To test the integration:

  1. Sign in to the AWS Console and access S3 services.

  2. From the left panel, select Buckets and then select Create bucket.

    Create Bucket 1

    The Create bucket page appears.

  3. Under General configuration:

    1. For Bucket name, enter the required name for the bucket.

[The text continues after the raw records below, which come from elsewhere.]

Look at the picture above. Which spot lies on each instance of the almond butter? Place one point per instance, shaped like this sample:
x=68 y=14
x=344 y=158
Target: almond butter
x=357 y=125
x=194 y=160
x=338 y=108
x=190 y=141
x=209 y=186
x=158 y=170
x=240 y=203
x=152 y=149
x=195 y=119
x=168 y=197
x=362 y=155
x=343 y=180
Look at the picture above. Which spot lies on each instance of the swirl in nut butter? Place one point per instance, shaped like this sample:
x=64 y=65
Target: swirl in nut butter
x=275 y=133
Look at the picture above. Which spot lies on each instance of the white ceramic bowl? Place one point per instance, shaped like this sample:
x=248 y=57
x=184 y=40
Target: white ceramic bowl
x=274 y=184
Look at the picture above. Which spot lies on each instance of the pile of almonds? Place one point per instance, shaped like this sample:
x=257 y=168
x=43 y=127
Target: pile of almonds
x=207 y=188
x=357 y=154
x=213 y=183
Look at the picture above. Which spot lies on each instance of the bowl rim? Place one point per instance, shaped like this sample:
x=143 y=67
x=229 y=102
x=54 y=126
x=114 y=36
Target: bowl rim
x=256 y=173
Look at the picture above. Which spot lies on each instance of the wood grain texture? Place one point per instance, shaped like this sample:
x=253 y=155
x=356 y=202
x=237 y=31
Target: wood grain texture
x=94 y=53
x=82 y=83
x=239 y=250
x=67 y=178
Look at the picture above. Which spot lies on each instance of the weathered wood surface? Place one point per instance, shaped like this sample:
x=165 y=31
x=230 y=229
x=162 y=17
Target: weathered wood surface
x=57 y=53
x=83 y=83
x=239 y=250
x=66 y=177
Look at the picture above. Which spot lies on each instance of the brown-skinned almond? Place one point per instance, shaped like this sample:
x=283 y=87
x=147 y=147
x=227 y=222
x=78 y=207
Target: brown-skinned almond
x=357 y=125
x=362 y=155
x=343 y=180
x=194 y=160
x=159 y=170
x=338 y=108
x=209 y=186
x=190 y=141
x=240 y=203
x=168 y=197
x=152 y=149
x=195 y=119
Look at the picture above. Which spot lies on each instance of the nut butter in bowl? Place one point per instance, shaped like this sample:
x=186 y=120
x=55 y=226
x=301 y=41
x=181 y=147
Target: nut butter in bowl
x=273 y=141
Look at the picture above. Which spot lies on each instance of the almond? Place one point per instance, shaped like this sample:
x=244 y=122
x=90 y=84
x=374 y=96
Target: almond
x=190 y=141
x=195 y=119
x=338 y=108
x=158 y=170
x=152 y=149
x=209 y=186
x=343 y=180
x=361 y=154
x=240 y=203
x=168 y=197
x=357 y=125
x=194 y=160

    2. Select an appropriate AWS Region.

    create bucket 2

  4. Under Object Ownership, select ACLs disabled.

    create bucket 3

  5. Under Bucket Versioning, set Bucket Versioning to Disable.

    create bucket 4

  6. Under Default encryption:

    1. For Encryption type, select Server-side encryption with AWS Key Management Service keys (SSE-KMS).

    2. For AWS KMS key:

      1. Select Enter AWS KMS key ARN.

      2. Paste the AWS KMS ARN from the previously created CloudKey.

    3. For Bucket Key, select Enable.

    4. Select Create bucket to complete the process.

    create bucket 5

    The bucket is created.

    Create Bucket 6

  7. Select the hyperlink for the bucket.

    A details page for the bucket appears.

  8. Select Objects.

  9. To test the encryption, select Upload.

    Upload Image 1

    The Upload dialog appears.

  10. Select Add files.

    upload image 2

  11. Locate and select an image to upload.

    The file is added to the list of available images.

  12. Select the check box for the image file and select Upload.

    upload image 3

    In this example, the Entrust-Image.png file was added and can be selected and uploaded.

    The newly uploaded image is listed within the bucket.

    Upload Image 4

  13. Select the new image and select Open to view it.

    Upload Image 5

    The image starts in a browser window.

    upload image 6

  14. Return to KeyControl Cloud Key Management Vault and select CLOUDKEYS > CloudKeys.

  15. Select the CloudKey and then select Actions > Disable CloudKey.

    Upload Image 7

    The CloudKey is disabled.

    Upload Image 8

  16. Return to the AWS S3 bucket and attempt to open the uploaded image.

    The image is not viewable as the CloudKey was disabled.

    Upload Image 9

  17. Re-enable the CloudKey in the KeyControl CloudKey Management Vault.

    upload image 10

  18. Return to the AWS S3 bucket.

  19. Open the uploaded image again. It is now viewable.

    upload image 6

This concludes the integration process.